Understanding Electromagnetism: Carl Anton and Vilhelm Bjerknes' Hydromechanical Analogies

Abstract
Carl Anton Bjerknes, Professor of Mathematics at the University of Oslo, developed a set of instruments from the late 1860 onwards, that demonstrated hydromechanical analogies of electricity and magnetism. The demonstrations attracted international attention among physicists during the Electrical Exhibition of Paris in 1881 and were driven further by Carl Anton’s son Vilhelm in the 1890s. While the analogies ultimately did not prove the mechanical nature of electromagnetism, they became an important starting point for Vilhelm Bjerknes’ program for physical meteorology.
The Bjerknes analogies are an example of a whole range of materialized mechanical, hydrodynamical, and hydrostatic models and analogies of electricity and magnetism of the late 19th and early 20th century.
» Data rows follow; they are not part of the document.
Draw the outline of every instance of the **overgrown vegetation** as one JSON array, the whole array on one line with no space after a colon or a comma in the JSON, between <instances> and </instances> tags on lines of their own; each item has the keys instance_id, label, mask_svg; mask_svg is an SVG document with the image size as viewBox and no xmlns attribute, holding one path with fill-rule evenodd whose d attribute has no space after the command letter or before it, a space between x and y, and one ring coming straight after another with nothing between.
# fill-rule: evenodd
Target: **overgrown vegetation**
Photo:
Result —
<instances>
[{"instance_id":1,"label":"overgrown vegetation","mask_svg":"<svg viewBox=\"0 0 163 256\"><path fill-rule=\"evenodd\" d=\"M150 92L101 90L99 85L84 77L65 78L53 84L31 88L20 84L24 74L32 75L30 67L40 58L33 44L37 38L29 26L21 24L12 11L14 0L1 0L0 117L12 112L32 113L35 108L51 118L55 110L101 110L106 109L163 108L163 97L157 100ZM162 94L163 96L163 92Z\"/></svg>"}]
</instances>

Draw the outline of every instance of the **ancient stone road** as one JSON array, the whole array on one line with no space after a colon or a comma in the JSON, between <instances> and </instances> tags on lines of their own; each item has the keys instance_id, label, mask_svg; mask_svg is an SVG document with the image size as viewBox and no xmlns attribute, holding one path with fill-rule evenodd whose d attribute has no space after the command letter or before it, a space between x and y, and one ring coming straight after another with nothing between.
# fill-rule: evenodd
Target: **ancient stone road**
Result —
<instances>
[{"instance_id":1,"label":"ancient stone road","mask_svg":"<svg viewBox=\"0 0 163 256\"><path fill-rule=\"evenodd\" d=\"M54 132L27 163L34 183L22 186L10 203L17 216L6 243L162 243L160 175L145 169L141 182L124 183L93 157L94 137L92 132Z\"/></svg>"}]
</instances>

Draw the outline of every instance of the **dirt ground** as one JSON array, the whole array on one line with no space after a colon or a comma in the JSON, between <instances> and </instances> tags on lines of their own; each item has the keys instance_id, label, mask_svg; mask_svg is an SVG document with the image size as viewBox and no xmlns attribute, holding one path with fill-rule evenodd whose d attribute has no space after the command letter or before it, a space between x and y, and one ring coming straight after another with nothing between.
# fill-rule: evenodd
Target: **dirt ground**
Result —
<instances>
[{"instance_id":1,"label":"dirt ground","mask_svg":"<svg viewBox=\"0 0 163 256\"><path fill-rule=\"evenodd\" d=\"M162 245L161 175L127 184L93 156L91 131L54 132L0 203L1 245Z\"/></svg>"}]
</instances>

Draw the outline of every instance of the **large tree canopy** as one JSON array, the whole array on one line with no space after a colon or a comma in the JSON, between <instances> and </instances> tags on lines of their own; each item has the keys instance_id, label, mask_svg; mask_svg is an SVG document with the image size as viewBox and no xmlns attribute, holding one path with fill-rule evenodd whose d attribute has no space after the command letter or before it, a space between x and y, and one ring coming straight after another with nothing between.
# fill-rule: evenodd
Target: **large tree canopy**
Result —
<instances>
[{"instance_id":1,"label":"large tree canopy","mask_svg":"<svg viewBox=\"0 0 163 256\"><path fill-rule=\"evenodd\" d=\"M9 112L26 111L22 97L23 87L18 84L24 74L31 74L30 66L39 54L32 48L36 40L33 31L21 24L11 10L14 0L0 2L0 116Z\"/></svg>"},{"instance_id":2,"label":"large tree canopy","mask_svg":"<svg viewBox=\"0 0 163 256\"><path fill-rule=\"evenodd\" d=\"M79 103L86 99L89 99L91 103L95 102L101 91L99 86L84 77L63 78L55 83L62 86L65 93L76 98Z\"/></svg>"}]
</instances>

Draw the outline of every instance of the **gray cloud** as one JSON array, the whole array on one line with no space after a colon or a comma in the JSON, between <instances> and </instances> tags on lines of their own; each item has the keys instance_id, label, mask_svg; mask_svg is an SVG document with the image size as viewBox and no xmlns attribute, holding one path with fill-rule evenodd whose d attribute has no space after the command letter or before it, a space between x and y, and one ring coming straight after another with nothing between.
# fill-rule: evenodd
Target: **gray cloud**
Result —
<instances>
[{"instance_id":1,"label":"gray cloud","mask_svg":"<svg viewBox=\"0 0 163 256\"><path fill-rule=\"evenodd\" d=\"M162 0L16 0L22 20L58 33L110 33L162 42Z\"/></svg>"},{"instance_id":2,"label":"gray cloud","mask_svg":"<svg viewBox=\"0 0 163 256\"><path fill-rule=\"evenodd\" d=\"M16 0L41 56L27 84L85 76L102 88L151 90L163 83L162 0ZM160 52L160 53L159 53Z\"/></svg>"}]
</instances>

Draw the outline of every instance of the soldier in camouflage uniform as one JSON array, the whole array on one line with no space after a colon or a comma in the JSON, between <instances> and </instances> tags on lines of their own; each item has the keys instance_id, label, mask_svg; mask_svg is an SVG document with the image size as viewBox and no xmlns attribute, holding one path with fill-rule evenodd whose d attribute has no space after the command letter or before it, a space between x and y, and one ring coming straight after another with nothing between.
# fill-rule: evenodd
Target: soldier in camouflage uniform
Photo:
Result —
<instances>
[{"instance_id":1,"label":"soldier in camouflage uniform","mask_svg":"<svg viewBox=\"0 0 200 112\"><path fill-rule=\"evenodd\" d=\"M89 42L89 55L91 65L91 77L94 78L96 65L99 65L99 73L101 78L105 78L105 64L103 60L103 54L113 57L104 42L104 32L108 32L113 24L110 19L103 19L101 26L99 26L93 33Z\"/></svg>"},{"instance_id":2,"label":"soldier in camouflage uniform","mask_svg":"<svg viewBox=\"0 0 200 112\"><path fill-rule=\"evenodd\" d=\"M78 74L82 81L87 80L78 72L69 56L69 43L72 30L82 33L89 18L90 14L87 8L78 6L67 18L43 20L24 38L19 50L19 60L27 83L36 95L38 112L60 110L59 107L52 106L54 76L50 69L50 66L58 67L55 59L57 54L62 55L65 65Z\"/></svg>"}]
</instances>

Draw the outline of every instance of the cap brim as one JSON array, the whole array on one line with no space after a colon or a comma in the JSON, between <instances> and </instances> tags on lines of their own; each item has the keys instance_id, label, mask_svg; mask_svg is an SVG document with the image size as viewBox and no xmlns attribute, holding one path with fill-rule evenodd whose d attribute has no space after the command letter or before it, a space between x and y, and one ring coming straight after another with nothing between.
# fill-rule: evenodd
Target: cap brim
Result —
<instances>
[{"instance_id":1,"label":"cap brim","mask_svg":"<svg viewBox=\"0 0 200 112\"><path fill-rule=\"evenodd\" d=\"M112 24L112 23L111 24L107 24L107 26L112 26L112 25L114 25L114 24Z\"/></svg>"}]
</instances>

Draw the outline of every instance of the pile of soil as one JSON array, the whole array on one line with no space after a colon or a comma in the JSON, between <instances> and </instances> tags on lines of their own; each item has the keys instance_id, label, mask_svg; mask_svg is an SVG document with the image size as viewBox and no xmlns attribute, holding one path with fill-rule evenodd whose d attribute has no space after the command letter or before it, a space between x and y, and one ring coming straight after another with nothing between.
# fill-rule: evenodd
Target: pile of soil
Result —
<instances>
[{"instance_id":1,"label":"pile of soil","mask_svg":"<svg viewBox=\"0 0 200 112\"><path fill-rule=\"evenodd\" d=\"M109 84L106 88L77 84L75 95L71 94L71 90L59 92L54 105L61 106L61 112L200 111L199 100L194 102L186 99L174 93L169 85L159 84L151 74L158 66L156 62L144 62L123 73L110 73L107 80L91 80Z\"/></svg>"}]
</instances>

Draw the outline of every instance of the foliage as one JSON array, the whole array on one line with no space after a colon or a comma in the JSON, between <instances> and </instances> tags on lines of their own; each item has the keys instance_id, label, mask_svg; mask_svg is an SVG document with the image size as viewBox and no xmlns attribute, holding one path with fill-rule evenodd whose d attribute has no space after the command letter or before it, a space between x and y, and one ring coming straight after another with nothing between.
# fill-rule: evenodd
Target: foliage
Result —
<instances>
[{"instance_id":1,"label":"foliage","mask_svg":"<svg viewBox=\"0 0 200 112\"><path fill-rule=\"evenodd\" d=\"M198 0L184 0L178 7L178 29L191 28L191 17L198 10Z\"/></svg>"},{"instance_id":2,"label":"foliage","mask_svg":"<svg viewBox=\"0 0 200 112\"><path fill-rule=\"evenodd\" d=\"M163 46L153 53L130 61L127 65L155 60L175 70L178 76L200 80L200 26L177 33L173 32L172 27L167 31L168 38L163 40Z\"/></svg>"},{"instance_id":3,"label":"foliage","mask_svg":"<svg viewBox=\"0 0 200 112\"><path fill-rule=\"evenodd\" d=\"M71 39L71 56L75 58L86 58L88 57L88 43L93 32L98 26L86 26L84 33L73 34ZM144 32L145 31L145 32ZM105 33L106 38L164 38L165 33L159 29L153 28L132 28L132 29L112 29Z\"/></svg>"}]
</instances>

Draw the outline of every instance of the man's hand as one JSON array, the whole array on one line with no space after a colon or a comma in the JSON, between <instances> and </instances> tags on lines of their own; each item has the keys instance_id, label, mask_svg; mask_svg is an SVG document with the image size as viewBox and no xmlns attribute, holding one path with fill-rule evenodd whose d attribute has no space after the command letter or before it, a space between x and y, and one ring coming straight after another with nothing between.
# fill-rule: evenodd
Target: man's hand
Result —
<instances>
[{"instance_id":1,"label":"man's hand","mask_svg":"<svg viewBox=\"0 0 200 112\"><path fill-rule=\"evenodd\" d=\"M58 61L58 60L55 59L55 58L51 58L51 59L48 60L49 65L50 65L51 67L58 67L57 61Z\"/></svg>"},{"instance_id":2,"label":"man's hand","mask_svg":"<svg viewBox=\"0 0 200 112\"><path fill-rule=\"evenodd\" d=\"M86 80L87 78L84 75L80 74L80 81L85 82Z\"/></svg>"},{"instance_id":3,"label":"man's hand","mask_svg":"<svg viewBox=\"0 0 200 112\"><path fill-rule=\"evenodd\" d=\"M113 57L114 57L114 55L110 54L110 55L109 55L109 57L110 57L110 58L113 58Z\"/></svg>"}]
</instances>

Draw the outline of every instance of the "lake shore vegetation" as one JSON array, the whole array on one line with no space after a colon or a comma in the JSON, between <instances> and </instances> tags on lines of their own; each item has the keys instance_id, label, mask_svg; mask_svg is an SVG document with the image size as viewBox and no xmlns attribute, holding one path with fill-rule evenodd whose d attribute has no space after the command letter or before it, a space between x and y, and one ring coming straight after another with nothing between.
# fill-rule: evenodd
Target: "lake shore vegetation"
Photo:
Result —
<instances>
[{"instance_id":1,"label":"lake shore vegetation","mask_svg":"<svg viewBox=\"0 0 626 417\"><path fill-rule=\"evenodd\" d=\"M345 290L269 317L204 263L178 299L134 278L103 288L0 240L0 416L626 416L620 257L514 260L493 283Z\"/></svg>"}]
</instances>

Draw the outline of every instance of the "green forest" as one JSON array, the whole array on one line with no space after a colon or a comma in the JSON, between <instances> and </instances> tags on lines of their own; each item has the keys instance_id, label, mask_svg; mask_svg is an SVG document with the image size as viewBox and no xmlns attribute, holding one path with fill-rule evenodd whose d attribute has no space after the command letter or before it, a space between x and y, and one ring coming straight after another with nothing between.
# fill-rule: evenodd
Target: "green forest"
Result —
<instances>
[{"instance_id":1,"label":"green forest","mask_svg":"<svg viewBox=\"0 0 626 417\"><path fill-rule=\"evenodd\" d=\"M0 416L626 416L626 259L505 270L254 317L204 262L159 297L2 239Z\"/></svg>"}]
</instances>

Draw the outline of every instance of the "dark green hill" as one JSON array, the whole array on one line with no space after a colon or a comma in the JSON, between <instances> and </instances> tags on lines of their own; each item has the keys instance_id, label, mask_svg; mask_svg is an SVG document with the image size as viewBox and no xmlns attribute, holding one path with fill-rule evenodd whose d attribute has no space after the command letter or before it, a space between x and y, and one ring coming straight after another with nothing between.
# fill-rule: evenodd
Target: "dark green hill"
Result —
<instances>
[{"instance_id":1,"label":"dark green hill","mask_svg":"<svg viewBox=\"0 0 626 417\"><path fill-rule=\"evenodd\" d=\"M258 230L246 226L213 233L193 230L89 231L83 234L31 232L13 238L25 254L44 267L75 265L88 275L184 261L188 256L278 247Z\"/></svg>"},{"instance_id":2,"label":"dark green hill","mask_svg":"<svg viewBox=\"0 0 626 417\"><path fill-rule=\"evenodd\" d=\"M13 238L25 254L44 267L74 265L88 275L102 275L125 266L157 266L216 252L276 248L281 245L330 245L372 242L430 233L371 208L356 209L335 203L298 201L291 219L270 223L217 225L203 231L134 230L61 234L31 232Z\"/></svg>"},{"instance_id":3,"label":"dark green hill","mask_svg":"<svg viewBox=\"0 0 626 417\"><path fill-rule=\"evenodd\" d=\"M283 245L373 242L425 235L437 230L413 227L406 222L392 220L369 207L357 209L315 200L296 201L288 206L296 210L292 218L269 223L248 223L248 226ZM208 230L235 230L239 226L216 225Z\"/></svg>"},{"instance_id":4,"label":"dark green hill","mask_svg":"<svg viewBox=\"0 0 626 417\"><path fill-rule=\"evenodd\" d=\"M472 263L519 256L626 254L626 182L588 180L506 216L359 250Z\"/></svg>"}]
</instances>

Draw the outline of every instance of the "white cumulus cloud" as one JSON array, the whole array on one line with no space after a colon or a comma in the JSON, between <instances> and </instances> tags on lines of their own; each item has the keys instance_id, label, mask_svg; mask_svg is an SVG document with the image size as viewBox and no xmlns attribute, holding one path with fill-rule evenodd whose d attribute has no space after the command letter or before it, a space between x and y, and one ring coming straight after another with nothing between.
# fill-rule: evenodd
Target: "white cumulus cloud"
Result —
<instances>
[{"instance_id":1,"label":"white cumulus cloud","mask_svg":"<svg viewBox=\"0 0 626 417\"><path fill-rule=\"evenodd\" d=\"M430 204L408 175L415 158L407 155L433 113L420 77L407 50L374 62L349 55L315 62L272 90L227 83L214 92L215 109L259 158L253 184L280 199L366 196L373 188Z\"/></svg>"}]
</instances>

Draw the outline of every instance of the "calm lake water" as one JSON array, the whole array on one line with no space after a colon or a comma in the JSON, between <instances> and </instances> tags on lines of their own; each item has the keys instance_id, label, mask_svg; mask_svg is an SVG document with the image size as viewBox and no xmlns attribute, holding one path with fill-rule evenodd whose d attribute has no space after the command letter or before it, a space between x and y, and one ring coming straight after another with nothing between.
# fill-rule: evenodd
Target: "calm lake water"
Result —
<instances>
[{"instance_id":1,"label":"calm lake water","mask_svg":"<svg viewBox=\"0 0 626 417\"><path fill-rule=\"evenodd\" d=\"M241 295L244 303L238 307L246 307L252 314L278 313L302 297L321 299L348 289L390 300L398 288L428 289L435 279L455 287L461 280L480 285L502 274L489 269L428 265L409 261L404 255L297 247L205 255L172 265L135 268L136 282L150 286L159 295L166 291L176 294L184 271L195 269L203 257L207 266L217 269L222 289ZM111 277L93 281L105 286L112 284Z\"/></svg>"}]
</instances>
The Bjerknes instruments were marketed internationally and discussed in publications such as ‘Dr. Frick’s Physikalische Technik’ of 1905. While many of the mechanical models of electricity and magnetism had purely didactic value, Carl Anton and Vilhelm Bjerknes’ hydromechanical analogies constituted a crucial research program to understand the (mechanical) nature of electromagnetism. As William Thompson famously proclaimed in 1884, he could not “get electromagnetic theory” since he could not “make a mechanical model all the way through”.
At the same time as the Bjerknes apparatus were promoted as teaching demonstrations, they remained problematic as didactic devices, as they often failed to impress the audience. They required a considerable amount of skill from the demonstrator, which I learned from my own attempts to re-work an original apparatus. 

CV
Roland Wittje is Associate Professor in History of Science at the Museum of University History of the University of Oslo, Norway, and President of the Scientific Instrument Commission of the DHST/IUHPST. He has previously taught history of science and technology at the Indian Institute of Technology (IIT) Madras in Chennai, India, and the University of Regensburg, Germany. Publications include The Age of Electroacoustics: Transforming Science and Sound (MIT Press 2016).